Concerning mistakes, Rensing cites handing over responsibility of The Smart Baker’s advertising and marketing — everything from product photography and media kits to product launches — to another corporation.

“We spent almost $30,000 in a month or two, but they missed deadlines and had poor attention of detail; we’d been unable to complete many projects. It was a poor return on investment,” Rensing said.

To save money, he cut his AdWords spending and other online campaigns.

Furthermore, Rensing regretted being too quick to say”yes” instead of fully consider the consequences when he wasn’t entirely retail-ready when Jo-Ann Fabric and Craft Stores approached The Smart Baker to stock its products. Not having retail openness caused Rensing tremendous stress with the short lead times and sudden additional costs. He had to spend three to five times the price of habitual sea freight — switching to air freight — for his first purchase order stock, to be sure the product was on Jo-Ann Fabric’s shelves in time.

Largest Successes

Rensing believes calculated risks might lead to better outcomes and even bigger rewards.
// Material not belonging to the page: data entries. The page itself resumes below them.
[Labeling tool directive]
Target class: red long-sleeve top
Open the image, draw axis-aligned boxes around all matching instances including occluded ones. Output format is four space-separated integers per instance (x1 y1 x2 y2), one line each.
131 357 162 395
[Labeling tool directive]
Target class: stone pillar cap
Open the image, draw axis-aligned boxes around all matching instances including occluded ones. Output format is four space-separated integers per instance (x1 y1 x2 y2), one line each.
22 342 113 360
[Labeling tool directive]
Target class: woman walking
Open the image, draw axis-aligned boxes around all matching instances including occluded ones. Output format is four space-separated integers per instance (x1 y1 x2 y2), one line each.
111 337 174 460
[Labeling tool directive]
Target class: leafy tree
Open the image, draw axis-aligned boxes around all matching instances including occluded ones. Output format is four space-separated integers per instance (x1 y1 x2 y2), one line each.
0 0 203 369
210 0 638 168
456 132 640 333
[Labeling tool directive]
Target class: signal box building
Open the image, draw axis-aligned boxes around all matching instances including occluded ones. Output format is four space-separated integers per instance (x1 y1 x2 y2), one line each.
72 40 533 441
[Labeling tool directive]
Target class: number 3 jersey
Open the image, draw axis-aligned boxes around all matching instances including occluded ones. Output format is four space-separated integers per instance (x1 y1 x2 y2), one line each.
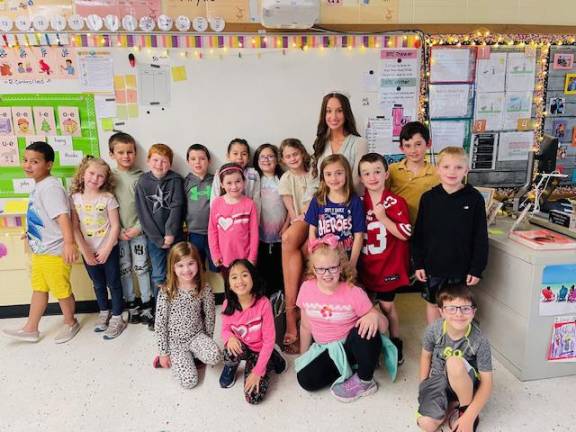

About Shark Tank, Barbara Corcoran, a panelist-investor on the show, given Rensing $75,000 for a 40 percent share of The Smart Baker, with a 5 percent royalty till her investment was paid back.

Rensing chose not to take the deal since Corcoran wanted him to execute large-scale distribution with Walmart, which he believed would dilute his product and quality.

“However, Jo-Ann Fabrics supported us. They took the opportunity to explain how they work, were quick to communicate and they have been clear with their aims with our products.,” Rensing said.

“We have about 500 [Jo-Ann] stores with our products and are happy to see where we will expand to next.”